Es por esto que hay que ir muy preparado y llevar buena ropa. La ropa apropiada para una excursión así es la típica para visitar el norte de Noruega en estas fechas: varias capas y, sobre todo, que sea impermeable la exterior. En nuestro caso, llevábamos botas impermeables, pantalones para nieve también impermeables y varias capas de ropa completadas con un buen plumas igualmente impermeable. Un gorro y guantes también son imprescindibles.
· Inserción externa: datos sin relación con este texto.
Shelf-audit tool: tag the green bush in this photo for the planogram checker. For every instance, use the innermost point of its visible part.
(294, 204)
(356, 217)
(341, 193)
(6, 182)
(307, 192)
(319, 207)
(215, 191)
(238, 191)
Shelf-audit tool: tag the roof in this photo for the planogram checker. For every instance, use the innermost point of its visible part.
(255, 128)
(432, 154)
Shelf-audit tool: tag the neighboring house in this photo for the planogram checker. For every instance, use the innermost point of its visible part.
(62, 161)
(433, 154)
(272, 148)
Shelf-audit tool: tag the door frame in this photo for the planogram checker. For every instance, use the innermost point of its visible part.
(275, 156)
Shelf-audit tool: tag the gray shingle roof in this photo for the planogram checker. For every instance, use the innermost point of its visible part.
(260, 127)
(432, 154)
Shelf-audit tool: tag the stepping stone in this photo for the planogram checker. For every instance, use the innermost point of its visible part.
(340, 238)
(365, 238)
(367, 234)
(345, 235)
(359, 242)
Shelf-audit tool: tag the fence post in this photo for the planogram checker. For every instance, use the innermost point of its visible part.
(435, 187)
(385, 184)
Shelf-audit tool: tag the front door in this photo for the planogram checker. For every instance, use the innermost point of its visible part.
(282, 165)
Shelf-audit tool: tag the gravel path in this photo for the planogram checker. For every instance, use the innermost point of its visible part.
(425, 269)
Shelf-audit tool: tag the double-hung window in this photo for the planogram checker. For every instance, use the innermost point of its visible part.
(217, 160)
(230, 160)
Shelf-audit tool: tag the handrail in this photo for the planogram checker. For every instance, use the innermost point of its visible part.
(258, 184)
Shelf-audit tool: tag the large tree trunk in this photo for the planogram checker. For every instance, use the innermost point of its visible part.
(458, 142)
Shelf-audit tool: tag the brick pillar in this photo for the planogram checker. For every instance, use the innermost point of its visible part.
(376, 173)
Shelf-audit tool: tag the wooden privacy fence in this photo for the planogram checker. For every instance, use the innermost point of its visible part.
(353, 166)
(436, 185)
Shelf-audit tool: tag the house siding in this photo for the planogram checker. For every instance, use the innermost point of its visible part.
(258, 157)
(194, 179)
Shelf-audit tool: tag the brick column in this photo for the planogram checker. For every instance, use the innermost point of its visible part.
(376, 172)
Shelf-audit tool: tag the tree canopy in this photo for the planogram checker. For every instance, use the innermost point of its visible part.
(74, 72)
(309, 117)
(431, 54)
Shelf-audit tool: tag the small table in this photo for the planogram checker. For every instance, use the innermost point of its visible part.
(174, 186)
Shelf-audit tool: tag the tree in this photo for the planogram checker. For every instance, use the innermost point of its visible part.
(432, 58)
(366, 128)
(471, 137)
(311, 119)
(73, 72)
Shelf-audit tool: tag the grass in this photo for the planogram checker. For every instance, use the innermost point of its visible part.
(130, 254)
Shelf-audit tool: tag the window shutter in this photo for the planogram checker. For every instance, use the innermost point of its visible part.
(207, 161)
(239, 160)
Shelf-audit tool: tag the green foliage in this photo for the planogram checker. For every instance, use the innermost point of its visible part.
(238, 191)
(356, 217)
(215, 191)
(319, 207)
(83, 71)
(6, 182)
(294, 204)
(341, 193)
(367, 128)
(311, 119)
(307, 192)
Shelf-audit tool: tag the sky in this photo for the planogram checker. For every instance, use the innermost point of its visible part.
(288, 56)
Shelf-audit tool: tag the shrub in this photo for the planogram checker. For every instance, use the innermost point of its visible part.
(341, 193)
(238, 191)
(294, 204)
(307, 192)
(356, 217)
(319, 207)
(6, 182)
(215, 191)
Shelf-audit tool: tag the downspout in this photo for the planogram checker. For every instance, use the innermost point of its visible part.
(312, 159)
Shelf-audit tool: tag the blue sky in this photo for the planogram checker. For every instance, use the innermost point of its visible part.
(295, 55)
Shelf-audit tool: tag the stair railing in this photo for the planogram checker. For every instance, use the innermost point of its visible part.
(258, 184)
Algunas excursiones sólo tardan una hora en llegar al destino. Nosotros nos fuimos al punto más alejado de Tromsø con lo que tardamos dos horas y media en llegar. Podríamos haber tardado menos porque por el camino pasamos por un punto de los que ellos tienen marcados. Pero en el primero de ellos, había demasiado hielo y resultaba peligroso, así que seguimos por la carretera en dirección a Finlandia. El segundo punto resultó estar ocupado ya por otra excursión de otra empresa diferente, así que tampoco pudimos parar. Y finalmente, paramos a unos 100 metros de la frontera.

Durante el tiempo que dura el trayecto los guías cuentan algunas explicaciones mitológicas de las auroras y luego la explicación científica, igual que yo os he hecho. Posteriormente, dan unas indicaciones acerca de cómo hacer fotos a las auroras y se pasan por cada sitio para ayudar en la configuración de los parámetros de la cámara. Pero esto os lo cuento mejor en otro post. Y entre las explicaciones y que el autocar lleva Wifi, el viaje no se hace tan largo. Eso sí, a menudo se circula por lugares en los que no se ve ni una sola casa y por allí no hay cobertura, así que no siempre tendremos conexión a Internet.

Os recomiendo también llevar algo para cenar. Bocadillos, patatas, bebida, etc. Una vez que se acaba la excursión y justo antes de subir al autocar de vuelta a Tromsø te ofrecen chocolate caliente y galletas de chocolate, pero si no has cenado algo previamente el safari puede hacerse algo duro, porque dura mucho.

Al llegar al destino te dan unos petos reflectantes porque no olvidemos que estamos cerca de carreteras que pueden tener algo de tráfico, aunque sea poco, y no hay nada de luz artificial, así que no se nos ve. Pero nada más bajar del autocar te metes por un sendero en la zona escogida para ver auroras, para alejarte un poco de la carretera y de que las luces del propio autocar y de otros vehículos puedan estropear tus fotos. Los propios guías también hacen fotos pero más de la gente que ha ido a la excursión, que luego suben a su página de Facebook. Yo estaba tan ocupado haciendo fotos que al final ni me puse para la foto :)

Una vez allí lo mejor es situarse en círculo, porque así no estropeas las fotos de nadie. No siempre se cumple, claro, y tengo unas cuentas fotos en los que salen “artistas invitados”. Si tenéis suerte y el cielo está despejado, con la cámara seguro que podréis captar alguna aurora boreal aunque sea tenue pero hay excursiones en las que todo lo que veréis serán esas leves auroras. De hecho, esas fueron las primeras que vimos al llegar, como podéis ver por alguna de las fotos.

Pero lo espectacular es cuando las ves con el ojo desnudo. Sí, la cámara las capta incluso mejor, más definidas y con los colores más intensos. Pero ver esas franjas de luz verde moverse por el cielo de forma fantasmagórica hace que merezca la pena la excursión, por cara que pueda ser y por mucho que estés, como me paso a mí, 5 horas en un autocar entre la ida y vuelta. Y aunque veáis las fotos y penséis que son espectaculares, los guías nos dijeron que habían sido auroras bastante normales. Sin duda alguna, cuando vuelva por el norte de Noruega repetiré.